[swift-evolution] Compile-time generic specialization

Joe Groff jgroff at apple.com
Fri Feb 10 10:40:43 CST 2017

> On Feb 10, 2017, at 8:13 AM, Abe Schneider <abe.schneider at gmail.com> wrote:
> Hi Joe,
> The issue re-dispatching from a function is that it can make
> maintenance of the library difficult. For every function I define I
> would need to have a large if-else tree. This means that the
> introduction of both new functions and storage types becomes
> expensive. For example, if I had:
>    func dot<S:Storage>(_ lhs:Tensor<S>, _ rhs:Tensor<S>) -> Tensor<S> {
>      if let s = lhs as? Tensor<NativeStorage<Float>> { ... }
>     else if if let s = lhs as? Tensor<NativeStorage<Double>> { ... }
>     else if let s = lhs as? Tensor<NativeStorage<Int>> { ... }
>      if let s = lhs as? Tensor<CBlasStorage<Float>> { ... }
>     else if if let s = lhs as? Tensor<CBlasStorage<Double>> { ... }
>     else if let s = lhs as? Tensor< CBlasStorage <Int>> { ... }
>      if let s = lhs as? Tensor<OpenCLStorage<Float>> { ... }
>     else if if let s = lhs as?
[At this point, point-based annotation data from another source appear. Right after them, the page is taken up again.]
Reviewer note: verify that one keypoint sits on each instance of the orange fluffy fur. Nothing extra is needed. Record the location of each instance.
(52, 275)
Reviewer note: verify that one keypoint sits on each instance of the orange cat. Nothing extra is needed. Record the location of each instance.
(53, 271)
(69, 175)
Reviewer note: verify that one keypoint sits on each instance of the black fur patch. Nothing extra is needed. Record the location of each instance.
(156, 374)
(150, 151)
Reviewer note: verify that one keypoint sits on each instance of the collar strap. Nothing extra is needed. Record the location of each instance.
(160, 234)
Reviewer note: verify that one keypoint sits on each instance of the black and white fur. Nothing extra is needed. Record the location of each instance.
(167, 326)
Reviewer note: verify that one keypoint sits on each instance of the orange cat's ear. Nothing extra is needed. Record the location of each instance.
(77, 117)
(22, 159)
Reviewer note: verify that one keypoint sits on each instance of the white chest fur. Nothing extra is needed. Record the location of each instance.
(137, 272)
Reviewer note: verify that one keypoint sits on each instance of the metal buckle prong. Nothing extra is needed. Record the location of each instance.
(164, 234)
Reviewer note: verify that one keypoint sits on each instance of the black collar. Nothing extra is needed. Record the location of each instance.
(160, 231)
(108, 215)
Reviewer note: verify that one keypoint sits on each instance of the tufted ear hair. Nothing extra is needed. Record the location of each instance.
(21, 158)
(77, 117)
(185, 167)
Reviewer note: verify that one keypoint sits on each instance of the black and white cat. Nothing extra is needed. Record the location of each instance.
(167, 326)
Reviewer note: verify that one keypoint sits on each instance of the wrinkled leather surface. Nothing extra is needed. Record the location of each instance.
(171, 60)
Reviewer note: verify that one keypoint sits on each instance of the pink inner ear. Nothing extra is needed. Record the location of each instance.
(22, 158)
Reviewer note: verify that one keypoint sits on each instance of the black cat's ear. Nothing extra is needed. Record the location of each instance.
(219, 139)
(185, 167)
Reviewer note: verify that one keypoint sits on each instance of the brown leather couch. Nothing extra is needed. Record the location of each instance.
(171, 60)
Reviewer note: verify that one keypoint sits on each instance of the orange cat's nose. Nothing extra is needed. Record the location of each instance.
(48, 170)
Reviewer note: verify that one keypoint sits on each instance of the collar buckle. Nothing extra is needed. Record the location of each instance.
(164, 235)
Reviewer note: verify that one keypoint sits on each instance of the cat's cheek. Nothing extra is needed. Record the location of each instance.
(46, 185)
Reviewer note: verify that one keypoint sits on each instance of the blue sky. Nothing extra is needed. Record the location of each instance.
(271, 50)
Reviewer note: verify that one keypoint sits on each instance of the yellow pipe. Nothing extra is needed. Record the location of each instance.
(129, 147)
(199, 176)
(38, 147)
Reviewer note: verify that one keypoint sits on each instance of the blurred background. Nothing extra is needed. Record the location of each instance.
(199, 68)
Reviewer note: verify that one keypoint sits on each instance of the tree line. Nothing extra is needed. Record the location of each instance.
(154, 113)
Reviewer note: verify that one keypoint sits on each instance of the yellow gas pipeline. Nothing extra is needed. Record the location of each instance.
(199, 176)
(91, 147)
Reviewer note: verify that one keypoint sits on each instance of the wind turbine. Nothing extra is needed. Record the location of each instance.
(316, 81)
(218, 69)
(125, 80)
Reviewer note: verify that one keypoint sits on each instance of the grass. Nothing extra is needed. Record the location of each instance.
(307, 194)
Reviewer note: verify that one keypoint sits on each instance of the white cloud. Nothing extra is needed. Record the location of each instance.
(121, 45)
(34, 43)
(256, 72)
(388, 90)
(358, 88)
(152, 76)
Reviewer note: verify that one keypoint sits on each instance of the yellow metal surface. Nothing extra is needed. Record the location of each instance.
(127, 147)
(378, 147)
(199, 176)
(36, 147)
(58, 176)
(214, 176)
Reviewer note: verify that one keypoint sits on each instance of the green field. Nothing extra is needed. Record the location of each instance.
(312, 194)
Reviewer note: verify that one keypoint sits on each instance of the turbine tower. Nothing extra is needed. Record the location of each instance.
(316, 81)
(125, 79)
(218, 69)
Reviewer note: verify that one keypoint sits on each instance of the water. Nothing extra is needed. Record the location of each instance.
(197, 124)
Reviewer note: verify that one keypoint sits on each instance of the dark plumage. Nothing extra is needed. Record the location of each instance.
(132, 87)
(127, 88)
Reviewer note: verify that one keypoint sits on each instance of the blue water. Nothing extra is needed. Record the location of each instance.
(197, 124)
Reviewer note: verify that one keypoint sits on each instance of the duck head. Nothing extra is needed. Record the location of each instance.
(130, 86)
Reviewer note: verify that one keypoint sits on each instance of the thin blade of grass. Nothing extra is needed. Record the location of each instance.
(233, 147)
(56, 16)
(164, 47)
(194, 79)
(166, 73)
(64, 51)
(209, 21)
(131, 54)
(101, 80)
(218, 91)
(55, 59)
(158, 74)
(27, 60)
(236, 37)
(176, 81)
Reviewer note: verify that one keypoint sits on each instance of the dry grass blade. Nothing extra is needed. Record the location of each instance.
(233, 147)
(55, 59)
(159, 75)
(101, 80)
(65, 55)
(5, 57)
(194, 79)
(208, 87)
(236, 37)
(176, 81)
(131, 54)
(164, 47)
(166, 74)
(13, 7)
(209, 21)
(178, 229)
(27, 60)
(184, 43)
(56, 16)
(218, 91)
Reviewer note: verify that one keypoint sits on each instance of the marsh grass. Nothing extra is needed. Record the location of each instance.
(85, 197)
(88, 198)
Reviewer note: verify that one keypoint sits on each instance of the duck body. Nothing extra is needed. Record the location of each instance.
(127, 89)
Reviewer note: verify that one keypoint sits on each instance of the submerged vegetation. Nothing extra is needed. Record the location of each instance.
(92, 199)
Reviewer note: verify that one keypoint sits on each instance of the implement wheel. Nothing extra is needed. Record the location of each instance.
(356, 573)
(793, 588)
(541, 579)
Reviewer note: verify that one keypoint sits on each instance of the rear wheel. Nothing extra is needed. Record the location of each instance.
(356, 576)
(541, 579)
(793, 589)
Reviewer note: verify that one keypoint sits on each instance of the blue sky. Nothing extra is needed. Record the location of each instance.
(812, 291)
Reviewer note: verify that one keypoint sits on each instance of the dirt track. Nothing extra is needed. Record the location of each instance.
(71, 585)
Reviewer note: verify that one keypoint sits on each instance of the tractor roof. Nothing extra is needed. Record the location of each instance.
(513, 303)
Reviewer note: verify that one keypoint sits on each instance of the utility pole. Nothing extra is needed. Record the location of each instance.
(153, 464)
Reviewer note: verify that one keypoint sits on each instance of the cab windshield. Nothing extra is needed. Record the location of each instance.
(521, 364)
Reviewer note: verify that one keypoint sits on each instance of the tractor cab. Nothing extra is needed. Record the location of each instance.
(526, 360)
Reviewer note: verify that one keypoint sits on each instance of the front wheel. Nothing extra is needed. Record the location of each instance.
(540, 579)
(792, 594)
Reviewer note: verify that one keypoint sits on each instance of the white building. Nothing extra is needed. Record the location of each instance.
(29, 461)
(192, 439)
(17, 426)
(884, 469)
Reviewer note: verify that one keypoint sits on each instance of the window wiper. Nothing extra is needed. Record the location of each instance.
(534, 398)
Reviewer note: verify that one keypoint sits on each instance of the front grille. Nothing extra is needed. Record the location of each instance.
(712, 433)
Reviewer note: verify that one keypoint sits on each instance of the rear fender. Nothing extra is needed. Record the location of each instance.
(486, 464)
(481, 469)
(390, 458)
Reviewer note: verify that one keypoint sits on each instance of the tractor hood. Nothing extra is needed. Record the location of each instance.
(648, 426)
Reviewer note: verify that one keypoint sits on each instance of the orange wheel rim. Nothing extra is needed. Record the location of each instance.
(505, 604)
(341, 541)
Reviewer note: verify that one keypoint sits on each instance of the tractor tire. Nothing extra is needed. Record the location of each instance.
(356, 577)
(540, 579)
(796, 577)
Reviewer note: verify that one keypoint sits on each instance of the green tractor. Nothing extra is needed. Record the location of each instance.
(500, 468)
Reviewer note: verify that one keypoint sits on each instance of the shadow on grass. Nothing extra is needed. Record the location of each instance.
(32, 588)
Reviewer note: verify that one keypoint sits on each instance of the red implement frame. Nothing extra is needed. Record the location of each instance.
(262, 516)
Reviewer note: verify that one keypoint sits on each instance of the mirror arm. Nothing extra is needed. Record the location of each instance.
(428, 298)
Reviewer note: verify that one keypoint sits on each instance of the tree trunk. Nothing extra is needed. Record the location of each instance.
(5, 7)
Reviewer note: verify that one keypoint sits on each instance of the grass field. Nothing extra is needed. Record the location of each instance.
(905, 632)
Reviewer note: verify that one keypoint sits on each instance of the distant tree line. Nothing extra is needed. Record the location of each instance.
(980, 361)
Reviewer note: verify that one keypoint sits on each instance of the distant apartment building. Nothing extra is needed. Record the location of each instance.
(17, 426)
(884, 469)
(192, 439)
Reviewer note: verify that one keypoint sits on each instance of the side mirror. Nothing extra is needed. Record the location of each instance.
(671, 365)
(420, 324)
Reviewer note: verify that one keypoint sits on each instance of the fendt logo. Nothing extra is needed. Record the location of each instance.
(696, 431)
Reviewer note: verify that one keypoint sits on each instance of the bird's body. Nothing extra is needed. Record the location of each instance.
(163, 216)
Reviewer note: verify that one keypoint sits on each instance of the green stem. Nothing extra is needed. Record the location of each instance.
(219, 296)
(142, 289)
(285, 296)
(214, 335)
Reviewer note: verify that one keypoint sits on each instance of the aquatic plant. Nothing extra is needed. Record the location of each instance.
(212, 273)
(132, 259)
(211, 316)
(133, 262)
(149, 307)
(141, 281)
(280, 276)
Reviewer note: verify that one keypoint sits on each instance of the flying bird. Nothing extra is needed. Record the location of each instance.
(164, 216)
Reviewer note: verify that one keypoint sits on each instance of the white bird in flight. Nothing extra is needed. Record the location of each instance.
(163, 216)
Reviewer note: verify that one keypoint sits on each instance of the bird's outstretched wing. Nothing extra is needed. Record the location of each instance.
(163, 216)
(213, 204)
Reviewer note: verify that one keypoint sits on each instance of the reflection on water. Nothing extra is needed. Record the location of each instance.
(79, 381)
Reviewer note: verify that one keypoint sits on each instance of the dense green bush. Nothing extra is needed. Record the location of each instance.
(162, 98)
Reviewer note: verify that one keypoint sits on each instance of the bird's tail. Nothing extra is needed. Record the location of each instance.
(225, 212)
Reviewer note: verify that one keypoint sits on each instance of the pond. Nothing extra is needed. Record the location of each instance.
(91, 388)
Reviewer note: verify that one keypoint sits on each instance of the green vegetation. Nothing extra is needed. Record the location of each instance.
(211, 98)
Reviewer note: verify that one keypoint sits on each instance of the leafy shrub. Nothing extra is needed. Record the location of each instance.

Tensor< OpenCLStorage <Double>> { ... }
>     else if let s = lhs as? Tensor< OpenCLStorage <Int>> { ... }
>   }
> with the same number of Impls to go along. If I added a new storage
> type (e.g. CUDA) I would have to add each type specified (and I
> haven't added Byte and Short) to every function that can be performed
> on a Tensor (which is currently ~20-30). For my library this doesn't
> lead to maintainable code.

If there's really an independent implementation for each `S: Storage`, then you can make `tensorDot` a requirement of `Storage` and avoid the explosion that way. Ad-hoc type dispatch by either overloading or if chains should be a last resort when protocols really can't model what you're trying to do. Ad-hoc overloading wouldn't really save you any work compared to the if chain—you'd have all the exact problems you mentioned, having to add an overload for every new combo of types, but you'd also have to also think about the implicit relationships among the overloads according to the language's overloading rules instead of in explicit logic.